Characteristics of Public, Private, and Bureau of Indian Education Elementary and Secondary School Principals in the United States:
NCES 2009-323
June 2009

Selected Findings

  • In 2007–08, there were an estimated 118,610 school principals in the United States; 90,470 were public school principals, 27,960 were private school principals, and 170 were BIE-funded school principals (table 1).

  • Among public school principals, 81 percent were non-Hispanic White, 11 percent were non-Hispanic Black, and 7 percent were Hispanic. Among private school principals, 87 percent were non-Hispanic White, 7 percent were non-Hispanic Black, and 4 percent were Hispanic (table 2).

  • About 50 percent of public school principals and 53 percent of private school principals were female (table 3).

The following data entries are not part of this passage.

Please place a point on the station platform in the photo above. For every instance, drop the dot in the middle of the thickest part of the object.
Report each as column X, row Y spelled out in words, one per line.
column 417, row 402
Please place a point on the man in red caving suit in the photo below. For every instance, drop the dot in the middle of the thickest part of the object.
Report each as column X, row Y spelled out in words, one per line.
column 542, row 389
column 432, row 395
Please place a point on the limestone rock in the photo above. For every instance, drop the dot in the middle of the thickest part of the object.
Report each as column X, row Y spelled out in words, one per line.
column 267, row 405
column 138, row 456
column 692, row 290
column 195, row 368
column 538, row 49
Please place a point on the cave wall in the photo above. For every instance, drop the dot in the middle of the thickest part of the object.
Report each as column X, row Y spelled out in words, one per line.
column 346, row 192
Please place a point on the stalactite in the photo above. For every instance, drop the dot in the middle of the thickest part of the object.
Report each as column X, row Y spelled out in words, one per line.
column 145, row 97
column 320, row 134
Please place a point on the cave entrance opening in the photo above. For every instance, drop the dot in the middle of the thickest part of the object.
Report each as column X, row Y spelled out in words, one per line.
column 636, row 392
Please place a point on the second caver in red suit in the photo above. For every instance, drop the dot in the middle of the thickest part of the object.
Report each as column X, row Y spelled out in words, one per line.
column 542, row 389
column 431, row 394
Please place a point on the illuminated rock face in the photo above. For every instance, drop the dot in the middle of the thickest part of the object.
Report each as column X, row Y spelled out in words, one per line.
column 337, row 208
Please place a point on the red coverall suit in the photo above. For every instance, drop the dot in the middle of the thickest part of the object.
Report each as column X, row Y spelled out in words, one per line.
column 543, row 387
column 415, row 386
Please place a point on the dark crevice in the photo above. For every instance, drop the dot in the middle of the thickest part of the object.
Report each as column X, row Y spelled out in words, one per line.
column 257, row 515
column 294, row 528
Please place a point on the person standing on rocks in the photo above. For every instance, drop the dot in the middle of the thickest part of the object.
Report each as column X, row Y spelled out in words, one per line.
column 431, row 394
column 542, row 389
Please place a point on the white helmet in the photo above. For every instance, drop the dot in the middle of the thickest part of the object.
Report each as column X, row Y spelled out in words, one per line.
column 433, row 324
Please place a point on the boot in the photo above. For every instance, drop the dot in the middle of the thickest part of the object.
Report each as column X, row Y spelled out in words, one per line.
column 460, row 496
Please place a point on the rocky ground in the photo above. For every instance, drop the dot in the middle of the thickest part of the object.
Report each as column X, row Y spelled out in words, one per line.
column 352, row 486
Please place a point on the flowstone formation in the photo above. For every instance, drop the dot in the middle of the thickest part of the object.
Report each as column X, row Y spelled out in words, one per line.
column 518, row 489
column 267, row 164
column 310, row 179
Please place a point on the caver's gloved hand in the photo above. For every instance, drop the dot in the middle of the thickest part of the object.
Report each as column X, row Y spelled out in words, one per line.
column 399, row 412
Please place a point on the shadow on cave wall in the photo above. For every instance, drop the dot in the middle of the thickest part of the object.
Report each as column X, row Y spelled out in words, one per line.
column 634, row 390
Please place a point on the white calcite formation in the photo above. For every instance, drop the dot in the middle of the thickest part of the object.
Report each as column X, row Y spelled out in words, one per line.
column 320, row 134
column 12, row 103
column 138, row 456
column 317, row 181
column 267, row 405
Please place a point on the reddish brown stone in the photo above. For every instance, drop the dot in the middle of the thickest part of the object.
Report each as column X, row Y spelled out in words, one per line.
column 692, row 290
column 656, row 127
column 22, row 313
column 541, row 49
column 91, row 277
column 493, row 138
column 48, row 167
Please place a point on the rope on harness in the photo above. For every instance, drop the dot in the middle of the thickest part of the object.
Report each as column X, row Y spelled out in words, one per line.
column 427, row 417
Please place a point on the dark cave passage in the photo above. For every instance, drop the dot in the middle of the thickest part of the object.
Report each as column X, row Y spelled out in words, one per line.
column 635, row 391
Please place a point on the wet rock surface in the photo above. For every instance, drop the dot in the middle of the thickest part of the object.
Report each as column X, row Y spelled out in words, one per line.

  • Among public schools, more principals held a master's degree (61 percent) as their highest degree than a bachelor's degree or less (1 percent) or an education specialist/professional diploma (29 percent) or a doctorate/first professional degree (8 percent). Among private schools, more principals held a master's degree (50 percent) as their highest degree earned, compared to those with a bachelor's degree or less (33 percent) or an education specialist/professional diploma (10 percent) or a doctorate/first professional degree (7 percent) (table 4).

  • The average annual salary of public school principals was $85,700. Principals in public secondary schools earned more ($90,300) than principals in public elementary schools ($85,200) and in public combined schools ($75,800). Among private school principals, the average annual salary was $57,500. Principals in private secondary schools earned more ($75,100) than principals in private elementary schools ($55,500) and in private combined schools ($55,100) (table 5).

  • On average, public school principals spent 58.4 hours per week on all school-related activities, including 20.8 hours per week interacting with students. Private school principals, on average, spent 53.6 hours per week on all school-related activities, including 19.2 hours per week interacting with students (table 6).

  • Public school principals had, on average, 7.5 years of experience as a principal, of which 4.2 years were spent in their current school. Private school principals had, on average, 10.0 years of experience as a principal, of which 6.8 were spent in their current school (table 7).

  • About 90 percent of public school principals reported having a major influence on hiring new full-time teachers at their school, while 94 percent of private school principals reported the same (table 8).